The newly merged entity was named the Irish Bank Resolution Corporation. The Finance Minister stated that the new name was important to remove the "negative international references associated with the appalling failings of both institutions and their previous managements".

==Liquidation==
On 6 February 2013, the board of the IBRC was stood down by the Irish government and replaced by Kieran Wallace and Eamonn Richardson of accountancy group KPMG as Special Liquidators. Michael Noonan introduced emergency legislation to liquidate IBRC, and replace its promissory notes with bonds with an average maturity of 27 years. Dáil Éireann began debating the legislation a few minutes after midnight on 7 February.

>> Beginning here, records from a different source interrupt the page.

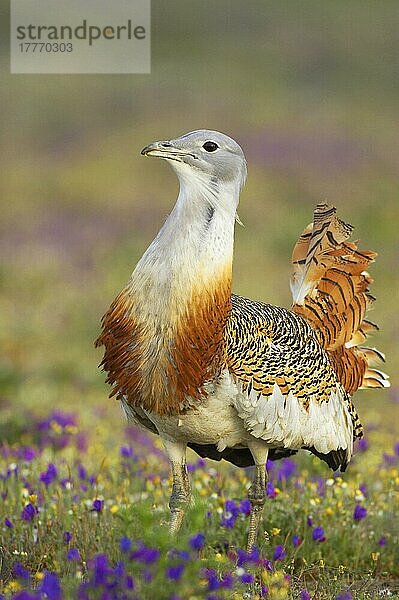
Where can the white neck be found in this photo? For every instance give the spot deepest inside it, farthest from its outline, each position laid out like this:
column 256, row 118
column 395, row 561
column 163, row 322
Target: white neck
column 194, row 245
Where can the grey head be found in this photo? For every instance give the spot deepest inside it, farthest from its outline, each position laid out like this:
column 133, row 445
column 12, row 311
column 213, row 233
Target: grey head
column 203, row 155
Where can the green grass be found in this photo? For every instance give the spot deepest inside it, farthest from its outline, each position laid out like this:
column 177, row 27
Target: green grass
column 311, row 92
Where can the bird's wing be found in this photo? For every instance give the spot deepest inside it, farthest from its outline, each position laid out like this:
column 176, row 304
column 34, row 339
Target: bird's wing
column 329, row 286
column 289, row 394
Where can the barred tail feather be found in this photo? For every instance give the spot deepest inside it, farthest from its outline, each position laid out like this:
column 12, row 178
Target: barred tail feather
column 329, row 286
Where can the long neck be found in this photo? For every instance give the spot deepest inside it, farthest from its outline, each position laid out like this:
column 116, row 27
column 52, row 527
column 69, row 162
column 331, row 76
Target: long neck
column 191, row 255
column 164, row 334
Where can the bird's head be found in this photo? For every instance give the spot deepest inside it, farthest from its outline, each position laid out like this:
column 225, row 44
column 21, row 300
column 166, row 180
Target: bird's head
column 209, row 157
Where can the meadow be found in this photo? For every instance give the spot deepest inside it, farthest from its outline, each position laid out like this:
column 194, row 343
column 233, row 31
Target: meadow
column 310, row 90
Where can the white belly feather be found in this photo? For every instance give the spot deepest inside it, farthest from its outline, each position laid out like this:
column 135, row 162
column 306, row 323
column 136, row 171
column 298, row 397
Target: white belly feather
column 230, row 418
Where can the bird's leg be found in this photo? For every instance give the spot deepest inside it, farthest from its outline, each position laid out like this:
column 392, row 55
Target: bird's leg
column 181, row 491
column 257, row 490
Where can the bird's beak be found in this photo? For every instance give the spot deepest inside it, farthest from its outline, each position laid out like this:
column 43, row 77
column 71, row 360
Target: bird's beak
column 164, row 149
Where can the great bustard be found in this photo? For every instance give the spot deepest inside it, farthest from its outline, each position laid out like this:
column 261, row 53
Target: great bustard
column 227, row 376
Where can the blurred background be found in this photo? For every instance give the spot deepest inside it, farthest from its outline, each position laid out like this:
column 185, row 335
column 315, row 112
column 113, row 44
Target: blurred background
column 309, row 89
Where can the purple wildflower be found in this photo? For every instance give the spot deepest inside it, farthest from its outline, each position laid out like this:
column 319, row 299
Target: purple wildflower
column 97, row 505
column 247, row 578
column 230, row 514
column 244, row 557
column 20, row 572
column 286, row 470
column 279, row 553
column 197, row 541
column 100, row 569
column 175, row 572
column 318, row 534
column 26, row 453
column 382, row 541
column 82, row 473
column 270, row 490
column 50, row 586
column 125, row 544
column 73, row 555
column 296, row 540
column 359, row 513
column 49, row 476
column 28, row 512
column 67, row 537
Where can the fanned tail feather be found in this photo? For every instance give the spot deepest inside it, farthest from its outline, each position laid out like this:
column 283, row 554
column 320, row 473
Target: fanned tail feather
column 329, row 286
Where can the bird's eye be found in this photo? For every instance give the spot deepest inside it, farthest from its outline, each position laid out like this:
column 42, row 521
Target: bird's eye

Opposition politicians reacted with instant universal dismay and condemnation of the Fine Gael-Labour coalition's actions and the driving through of legislation during the night. Independent TD John Halligan deemed the legislation "madness", with People Before Profit Alliance TD Richard Boyd Barrett protesting "Only 2 hours 15 mins to read & vote with no details of broader deal in Europe"—both comments made on Twitter. Independent TD Shane Ross called the showdown a "humiliation" and expressed particular concern about Section 17 of the Bill, which awards wide-ranging powers to the finance minister, while his fellow Independent TD Stephen Donnelly suggested it was "entirely plausible" that Section 17 is unconstitutional. Socialist Party TD Joe Higgins described the rapid developments as "chaotic". Finance Minister Noonan also made reference to the hundreds of people who were effectively sacked on live television; according to Sinn Féin finance spokesperson Pearse Doherty the workers found out from Bloomberg Television that they had lost their jobs.

==Commission of investigation==

In 2015, the government proposed a motion in the Oireachtas to establish a commission of investigation into the operation of IBRC. On 10 June 2015, it was announced that Mr Justice Daniel O'Keeffe had agreed to serve as Chairperson of the Commission of Investigation.